Птицей он ни разу до этого не болел — ни в зимнюю стужу на холодном чердаке, ни в осеннюю слякоть и распутицу. Последний раз болел еще человеком, как раз накануне превращения, когда вот так же сильно кружилась голова и бросало то в жар, то в холод. Тогда это кончилось плохо для него. Ну, значит, теперь, когда хуже некуда, вообще конец близок. Мысль эта не испугала. Наоборот, утешила даже его. Если зимой он еще на что–то надеялся и ранней весной тоже, то теперь последняя надежда покинула его. Чем дальше он будет эту волынку тянуть, тем больше тоски и страданий — вот и все. Уже не только человеческая, но даже нормальная воронья жизнь, больному и слабому, была недоступна ему. Так чего же он ждет? На что надеется? Прежде тосковал, но хотя бы физически чувствовал себя хорошо. А теперь все болело, от слабости едва крыло мог поднять — и до такой степени мерзко все было, что сдохнуть куда легче, чем жить. Все чаще и упорнее стал он думать о самоубийстве. Поначалу мысль эта казалась нелепой и даже пошлой какой–то. И не потому, что так уж хотелось жить, а просто из–за технической невыполнимости своей: не мог же он застрелиться или повеситься, как человек… Но если, скажем, броситься под поезд — для вороны и для человека исход одинаковый… И тогда он все чаще стал возвращаться к этой мысли, находя в ней порой утешение. Если люди прибегали к такому средству, чтобы избавиться от бедствий и зол, куда меньших, то ему–то чего терять? Уж если человеческой жизнью своей кто–то жертвовал, доведенный до крайности, то вороньей вообще грош цена.

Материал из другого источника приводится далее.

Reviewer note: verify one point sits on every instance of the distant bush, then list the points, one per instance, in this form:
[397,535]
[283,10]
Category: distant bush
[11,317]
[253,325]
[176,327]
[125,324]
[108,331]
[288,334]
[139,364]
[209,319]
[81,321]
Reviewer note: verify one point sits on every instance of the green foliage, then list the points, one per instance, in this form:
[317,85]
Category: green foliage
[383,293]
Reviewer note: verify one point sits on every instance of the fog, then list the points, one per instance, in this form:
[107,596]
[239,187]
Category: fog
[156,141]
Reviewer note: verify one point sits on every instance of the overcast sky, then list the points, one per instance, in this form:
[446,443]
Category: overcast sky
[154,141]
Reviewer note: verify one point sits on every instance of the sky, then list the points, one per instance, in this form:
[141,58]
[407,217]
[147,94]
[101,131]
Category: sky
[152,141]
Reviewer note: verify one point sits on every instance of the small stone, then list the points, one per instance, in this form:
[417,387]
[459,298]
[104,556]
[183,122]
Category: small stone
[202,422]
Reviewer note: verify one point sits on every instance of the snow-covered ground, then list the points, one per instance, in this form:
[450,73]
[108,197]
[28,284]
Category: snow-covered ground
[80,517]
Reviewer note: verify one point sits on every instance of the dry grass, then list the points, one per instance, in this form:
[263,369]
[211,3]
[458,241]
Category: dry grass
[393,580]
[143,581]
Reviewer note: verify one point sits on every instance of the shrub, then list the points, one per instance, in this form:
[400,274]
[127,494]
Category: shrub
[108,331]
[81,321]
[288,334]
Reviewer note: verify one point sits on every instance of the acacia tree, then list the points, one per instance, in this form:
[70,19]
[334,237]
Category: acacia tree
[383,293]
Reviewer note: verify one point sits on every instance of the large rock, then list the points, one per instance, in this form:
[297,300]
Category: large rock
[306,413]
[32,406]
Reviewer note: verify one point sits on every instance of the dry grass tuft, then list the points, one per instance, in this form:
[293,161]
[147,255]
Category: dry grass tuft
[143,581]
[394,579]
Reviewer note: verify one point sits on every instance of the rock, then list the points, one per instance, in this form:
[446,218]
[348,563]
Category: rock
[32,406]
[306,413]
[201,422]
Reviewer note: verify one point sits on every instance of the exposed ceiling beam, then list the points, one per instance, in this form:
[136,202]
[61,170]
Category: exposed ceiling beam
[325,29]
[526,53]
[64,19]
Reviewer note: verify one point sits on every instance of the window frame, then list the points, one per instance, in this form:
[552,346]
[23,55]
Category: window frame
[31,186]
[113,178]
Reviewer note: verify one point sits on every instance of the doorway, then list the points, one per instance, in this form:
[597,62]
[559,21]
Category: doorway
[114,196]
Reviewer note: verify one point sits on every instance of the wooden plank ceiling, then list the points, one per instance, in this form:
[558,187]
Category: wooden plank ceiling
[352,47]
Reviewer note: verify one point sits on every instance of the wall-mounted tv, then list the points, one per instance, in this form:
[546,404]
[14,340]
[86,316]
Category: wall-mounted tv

Ведь что такое жизнь, если вдуматься? Это нечто, чем я владею, что в своем распоряжении имею: мое тело, моя собственность, моя идентичность, мое «я». За исключением собственности, все это есть даже у нищего, что и его заставляет цепляться за жизнь. Страх смерти — это ведь не страх каких–то предсмертных мучений (которых может и не быть), страх потерять все то, что в жизни имеешь, или что мог бы в будущем, возможно, иметь; и потерять все это безвозвратно, потерять навсегда. Но ему–то, Вранцову, чего терять? Его нынешнее тело смехотворно ничтожно, его человеческое «я» утрачено, а вся собственность — кусок колбасы под застрехой, добытый вчера вечером на обед. Говорить при этом о какой–то самоидентификации значит просто издеваться над собой.